Who would be the ideal customer archetype for intel’s cloud offerings?

Cloud in the future would be the standard architecture in all organisations. It’s just much more efficient. So it’s more of a question of “how” and “when” but not a question of “if”. And all organisations – governmental organisations, banks, manufacturers, telecom operators – for themselves or as a service will deploy cloud. They are probably virtualising at the moment but on top of virtualisation, they will want to make all the infrastructural software defined and automated self services as much as possible.

So all organisations that have a centre or have a data centre need will be using cloud. The question is how much cloud is going to be private, and how much cloud is going to be public, or how much cloud is going to be on their premises, and how much cloud would be off their premises.

Speaking as a total layman, at what scale do you think businesses or companies get to before they can then say, “we need to deploy cloud”?. Because if you are a sole proprietor and all you’re doing is accounting…

If you are a sole proprietor and you need an accounting package, and you have okay connectivity, you probably want the accounting package to be offered to you as a service. You don’t want to have to build a data centre to install your accounting package and have to run that data centre properly, make sure it’s safe, secure, trusted, compliant – that’s cost. So if i’m a supplier of an accounting or invoicing package, I would just host it in one of the local cloud service providers and I would offer it to you as a service. You don’t have to run it, you just have to use it.

So smaller businesses are actually the ones moving faster to the cloud because the benefits of cloud vs having to build your own infrastructure are very clear. Cloud requires good connectivity and depending on what service and what connectivity, you’ll choose public cloud or you’ll be forced to have your own data centre if the connectivity is not great. So connectivity is a big deciding factor.

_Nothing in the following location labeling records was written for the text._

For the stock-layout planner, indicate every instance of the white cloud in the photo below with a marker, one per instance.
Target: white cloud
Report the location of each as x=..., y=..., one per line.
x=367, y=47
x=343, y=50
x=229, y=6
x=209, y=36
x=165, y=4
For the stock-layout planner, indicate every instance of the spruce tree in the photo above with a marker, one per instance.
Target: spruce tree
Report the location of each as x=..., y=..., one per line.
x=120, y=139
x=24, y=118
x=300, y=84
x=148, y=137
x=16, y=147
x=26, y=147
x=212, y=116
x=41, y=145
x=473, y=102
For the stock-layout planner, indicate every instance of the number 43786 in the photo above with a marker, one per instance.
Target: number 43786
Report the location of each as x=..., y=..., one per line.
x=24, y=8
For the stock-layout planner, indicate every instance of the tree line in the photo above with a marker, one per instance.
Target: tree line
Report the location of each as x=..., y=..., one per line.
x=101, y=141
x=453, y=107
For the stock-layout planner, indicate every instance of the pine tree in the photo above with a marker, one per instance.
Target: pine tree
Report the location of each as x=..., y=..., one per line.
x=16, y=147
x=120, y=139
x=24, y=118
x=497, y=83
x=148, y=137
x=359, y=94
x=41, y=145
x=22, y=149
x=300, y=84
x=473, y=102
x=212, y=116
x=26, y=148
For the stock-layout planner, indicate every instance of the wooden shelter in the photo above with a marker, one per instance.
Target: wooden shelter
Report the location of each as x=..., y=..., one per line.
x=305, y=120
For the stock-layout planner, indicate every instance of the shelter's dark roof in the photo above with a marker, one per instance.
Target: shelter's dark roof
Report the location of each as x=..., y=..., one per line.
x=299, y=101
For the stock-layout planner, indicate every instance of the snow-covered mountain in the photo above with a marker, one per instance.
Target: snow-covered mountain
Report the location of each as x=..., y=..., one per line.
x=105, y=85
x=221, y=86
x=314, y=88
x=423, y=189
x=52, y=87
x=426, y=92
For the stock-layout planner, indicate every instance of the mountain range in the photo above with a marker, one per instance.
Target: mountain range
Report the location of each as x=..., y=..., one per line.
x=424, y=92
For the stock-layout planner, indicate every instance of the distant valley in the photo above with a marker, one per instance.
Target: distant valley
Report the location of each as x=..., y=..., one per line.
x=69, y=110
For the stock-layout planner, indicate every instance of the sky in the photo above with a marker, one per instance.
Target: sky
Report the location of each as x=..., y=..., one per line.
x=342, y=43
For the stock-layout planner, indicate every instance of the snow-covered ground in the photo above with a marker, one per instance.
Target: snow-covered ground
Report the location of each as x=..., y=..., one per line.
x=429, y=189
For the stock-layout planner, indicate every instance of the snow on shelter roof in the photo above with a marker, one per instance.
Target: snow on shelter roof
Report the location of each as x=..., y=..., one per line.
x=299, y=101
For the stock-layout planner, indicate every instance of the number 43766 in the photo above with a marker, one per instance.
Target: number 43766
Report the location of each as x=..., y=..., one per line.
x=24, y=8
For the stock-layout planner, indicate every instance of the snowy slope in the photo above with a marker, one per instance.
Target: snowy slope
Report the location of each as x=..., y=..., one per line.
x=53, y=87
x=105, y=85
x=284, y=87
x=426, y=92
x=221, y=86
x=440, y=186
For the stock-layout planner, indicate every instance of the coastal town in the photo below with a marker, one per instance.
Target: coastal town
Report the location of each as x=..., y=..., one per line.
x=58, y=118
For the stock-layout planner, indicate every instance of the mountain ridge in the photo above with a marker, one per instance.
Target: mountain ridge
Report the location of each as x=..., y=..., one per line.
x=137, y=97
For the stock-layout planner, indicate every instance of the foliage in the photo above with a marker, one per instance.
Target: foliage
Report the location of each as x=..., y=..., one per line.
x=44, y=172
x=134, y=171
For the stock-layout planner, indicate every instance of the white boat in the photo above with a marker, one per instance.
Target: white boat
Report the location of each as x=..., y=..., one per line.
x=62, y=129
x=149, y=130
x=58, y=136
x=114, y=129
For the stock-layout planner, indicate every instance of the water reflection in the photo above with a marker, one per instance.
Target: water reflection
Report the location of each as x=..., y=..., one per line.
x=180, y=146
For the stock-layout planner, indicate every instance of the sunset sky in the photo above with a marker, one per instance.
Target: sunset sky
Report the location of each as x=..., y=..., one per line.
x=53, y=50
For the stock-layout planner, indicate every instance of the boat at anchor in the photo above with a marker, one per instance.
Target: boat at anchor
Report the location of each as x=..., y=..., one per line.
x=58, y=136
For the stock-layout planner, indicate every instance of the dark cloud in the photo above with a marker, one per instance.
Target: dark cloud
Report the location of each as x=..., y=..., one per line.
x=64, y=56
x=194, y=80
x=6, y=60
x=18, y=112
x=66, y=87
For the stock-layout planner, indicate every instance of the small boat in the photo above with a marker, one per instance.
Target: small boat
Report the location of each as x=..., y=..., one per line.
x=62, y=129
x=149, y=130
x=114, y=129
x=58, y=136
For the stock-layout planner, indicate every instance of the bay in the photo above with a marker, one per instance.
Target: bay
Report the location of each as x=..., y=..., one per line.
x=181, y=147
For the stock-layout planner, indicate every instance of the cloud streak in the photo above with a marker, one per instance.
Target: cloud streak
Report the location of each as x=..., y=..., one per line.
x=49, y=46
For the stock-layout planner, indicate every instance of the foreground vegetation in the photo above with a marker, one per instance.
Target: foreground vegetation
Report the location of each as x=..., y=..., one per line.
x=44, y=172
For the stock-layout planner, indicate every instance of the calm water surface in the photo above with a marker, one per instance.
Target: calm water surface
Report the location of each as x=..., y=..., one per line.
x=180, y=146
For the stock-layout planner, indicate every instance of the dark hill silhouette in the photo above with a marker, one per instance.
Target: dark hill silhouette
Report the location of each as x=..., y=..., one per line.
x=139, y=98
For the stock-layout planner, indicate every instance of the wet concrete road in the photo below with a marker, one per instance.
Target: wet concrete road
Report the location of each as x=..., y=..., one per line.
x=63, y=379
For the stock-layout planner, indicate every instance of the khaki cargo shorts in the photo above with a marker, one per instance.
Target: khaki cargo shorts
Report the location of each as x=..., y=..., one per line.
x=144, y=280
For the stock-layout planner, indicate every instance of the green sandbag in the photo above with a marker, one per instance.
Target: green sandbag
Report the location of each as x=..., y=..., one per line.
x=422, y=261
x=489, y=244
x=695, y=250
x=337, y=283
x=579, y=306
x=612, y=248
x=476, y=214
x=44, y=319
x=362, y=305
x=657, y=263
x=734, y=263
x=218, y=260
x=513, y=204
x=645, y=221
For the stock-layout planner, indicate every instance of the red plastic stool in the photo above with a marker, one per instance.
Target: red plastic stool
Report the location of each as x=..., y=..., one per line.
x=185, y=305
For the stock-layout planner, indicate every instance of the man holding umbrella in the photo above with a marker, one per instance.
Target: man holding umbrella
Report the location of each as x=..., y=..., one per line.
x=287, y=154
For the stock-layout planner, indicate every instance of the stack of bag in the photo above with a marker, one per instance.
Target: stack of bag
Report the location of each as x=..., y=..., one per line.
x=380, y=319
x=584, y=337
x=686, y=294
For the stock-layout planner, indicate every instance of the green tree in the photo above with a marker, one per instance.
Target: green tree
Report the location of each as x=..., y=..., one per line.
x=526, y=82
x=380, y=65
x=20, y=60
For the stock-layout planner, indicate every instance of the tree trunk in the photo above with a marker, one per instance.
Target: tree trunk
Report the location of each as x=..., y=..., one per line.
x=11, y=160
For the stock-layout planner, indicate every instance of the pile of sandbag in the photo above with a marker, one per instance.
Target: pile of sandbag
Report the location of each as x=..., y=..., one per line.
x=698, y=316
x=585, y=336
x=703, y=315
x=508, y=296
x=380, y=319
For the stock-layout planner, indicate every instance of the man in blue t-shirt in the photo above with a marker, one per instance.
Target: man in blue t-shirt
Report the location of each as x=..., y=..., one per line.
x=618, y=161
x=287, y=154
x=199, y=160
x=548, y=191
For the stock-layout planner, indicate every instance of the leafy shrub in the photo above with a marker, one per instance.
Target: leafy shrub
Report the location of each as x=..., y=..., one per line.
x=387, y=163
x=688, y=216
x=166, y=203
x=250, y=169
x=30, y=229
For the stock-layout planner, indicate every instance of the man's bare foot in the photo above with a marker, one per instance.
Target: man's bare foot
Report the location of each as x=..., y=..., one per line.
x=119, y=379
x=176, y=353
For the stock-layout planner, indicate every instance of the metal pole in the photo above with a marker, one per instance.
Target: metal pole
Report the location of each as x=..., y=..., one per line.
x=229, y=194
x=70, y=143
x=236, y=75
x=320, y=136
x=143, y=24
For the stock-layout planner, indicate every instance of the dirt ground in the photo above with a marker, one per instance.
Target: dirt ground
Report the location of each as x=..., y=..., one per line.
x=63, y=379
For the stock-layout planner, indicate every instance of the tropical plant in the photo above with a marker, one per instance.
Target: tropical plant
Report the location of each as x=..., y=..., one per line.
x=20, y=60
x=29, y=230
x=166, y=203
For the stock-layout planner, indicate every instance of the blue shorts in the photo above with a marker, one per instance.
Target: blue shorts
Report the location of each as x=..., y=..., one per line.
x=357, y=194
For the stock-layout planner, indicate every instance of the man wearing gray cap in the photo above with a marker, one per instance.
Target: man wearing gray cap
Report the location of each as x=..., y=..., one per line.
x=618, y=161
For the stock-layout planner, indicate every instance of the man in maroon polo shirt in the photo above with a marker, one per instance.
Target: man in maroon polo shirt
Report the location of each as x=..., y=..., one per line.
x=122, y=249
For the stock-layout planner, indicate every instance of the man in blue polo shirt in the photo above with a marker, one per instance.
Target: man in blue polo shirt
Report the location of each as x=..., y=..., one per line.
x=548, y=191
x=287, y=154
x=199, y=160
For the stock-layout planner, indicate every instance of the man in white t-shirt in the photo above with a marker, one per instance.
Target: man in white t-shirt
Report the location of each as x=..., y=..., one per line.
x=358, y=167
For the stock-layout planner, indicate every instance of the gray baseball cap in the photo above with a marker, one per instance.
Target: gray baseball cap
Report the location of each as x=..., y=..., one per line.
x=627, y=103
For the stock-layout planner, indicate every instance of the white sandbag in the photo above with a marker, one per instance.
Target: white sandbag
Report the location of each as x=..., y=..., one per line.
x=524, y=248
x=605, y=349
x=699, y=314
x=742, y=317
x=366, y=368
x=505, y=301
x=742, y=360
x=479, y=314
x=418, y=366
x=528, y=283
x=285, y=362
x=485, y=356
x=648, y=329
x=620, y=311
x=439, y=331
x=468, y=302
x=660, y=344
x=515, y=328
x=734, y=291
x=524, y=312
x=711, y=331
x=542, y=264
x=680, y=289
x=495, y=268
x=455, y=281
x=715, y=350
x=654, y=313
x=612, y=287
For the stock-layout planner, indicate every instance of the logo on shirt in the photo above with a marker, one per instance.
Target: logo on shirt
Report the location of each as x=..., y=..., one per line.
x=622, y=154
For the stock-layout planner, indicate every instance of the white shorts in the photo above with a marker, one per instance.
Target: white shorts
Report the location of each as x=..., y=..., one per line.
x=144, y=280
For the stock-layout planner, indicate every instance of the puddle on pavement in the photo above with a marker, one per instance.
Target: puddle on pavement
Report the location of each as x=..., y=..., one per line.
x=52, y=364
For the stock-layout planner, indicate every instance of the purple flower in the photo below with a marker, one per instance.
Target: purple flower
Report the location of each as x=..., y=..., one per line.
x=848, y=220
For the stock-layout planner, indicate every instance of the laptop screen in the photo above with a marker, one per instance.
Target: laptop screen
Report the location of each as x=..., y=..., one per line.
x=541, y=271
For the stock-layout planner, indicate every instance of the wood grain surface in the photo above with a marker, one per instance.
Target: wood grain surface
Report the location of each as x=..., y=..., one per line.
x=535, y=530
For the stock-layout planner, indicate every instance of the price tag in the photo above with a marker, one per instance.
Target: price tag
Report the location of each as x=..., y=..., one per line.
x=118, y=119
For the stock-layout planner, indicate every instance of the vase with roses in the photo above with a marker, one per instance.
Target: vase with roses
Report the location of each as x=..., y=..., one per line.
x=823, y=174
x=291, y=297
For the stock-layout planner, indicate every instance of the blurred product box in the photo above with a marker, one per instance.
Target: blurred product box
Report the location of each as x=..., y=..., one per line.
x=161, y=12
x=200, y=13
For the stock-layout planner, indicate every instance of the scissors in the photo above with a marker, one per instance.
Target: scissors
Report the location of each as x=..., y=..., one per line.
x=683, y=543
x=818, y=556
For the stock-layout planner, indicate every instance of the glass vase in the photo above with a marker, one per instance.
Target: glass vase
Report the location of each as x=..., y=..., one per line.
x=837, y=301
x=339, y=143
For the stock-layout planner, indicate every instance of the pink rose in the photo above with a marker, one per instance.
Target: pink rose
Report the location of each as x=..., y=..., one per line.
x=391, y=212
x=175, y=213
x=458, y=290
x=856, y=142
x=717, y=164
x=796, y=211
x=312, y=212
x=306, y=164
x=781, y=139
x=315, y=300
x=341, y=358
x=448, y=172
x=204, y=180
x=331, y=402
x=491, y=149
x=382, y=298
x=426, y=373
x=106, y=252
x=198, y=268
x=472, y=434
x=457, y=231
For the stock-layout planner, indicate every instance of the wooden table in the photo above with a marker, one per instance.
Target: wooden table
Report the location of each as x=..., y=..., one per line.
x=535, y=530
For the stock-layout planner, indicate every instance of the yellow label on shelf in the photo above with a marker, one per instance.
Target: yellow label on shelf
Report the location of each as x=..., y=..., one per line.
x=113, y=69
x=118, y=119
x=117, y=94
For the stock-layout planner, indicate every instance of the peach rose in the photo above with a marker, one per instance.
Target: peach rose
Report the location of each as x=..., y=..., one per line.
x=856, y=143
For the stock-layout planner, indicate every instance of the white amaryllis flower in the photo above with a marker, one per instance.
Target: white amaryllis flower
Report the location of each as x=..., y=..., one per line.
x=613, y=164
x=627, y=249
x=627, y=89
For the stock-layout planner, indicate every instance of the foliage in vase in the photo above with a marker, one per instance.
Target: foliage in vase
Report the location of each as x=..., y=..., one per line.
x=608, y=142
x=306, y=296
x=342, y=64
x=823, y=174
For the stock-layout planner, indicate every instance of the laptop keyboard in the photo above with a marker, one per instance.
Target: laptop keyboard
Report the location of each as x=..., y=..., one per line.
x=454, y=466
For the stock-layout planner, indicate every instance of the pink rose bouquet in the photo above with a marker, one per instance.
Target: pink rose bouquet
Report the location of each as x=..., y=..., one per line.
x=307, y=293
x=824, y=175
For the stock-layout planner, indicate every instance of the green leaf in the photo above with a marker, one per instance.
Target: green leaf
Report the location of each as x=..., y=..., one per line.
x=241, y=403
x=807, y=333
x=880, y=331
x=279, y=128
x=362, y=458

Do you have any thoughts about where connectivity is going especially in emerging markets?

The biggest consideration around connectivity is the fact that wireless connectivity is reliant on the amount of spectrum that you can use. Spectrum is the limiting factor. And in countries where your fixed infrastructure, either copper or fibre, is not fairly deployed, you are very reliant on the amount of spectrum that you have available. So in countries like Nigeria, where you don’t have fibre to all the companies and homes in comparison, for instance, to a place like Dubai where you have fibre literally to every home and every company, the connectivity becomes a limiting factor for adoption of technology.

The other dimension to that is when we envision a world in which everything is smart and connected, that would only happen if you have enough bandwidth for all things to be smart and connected. And so, one of the big things that need to evolve is first we have to improve our physical connectivity – our cable connectivity – either with copper or more normally nowadays, with fibre.

Developing the fibre networks is absolutely critical for any country that hasn’t done so and the second aspect is the evolution of 3G and LTE to a new wireless technology that allows two things. The first is a better utilisation of the existing spectrum. For instance, to make a phone call, you need a certain amount of bandwidth. So if I am a provider of phone service, I need to break my spectrum into chunks that allow enough data so that the voice can go through. But if I’m a temperature probe on top of the mast measuring the temperature every hour in Lagos, I send a few bytes once in a while. The amount of connectivity that I need, for me, is very, very small. So being able to divide the spectrum in different ways is critical.

The second aspect is being able to use the best spectrum at any point in time. Being able to hand over seamlessly between bluetooth, wifi, LTE or 5G will be critical. So the evolution of connectivity in any country, and Nigeria will not be different from others, will evolve from one side – improving the physical connectivity. And on the other side, improving the wireless connectivity into smarter connectivity and smarter devices that can use the best connectivity in every moment.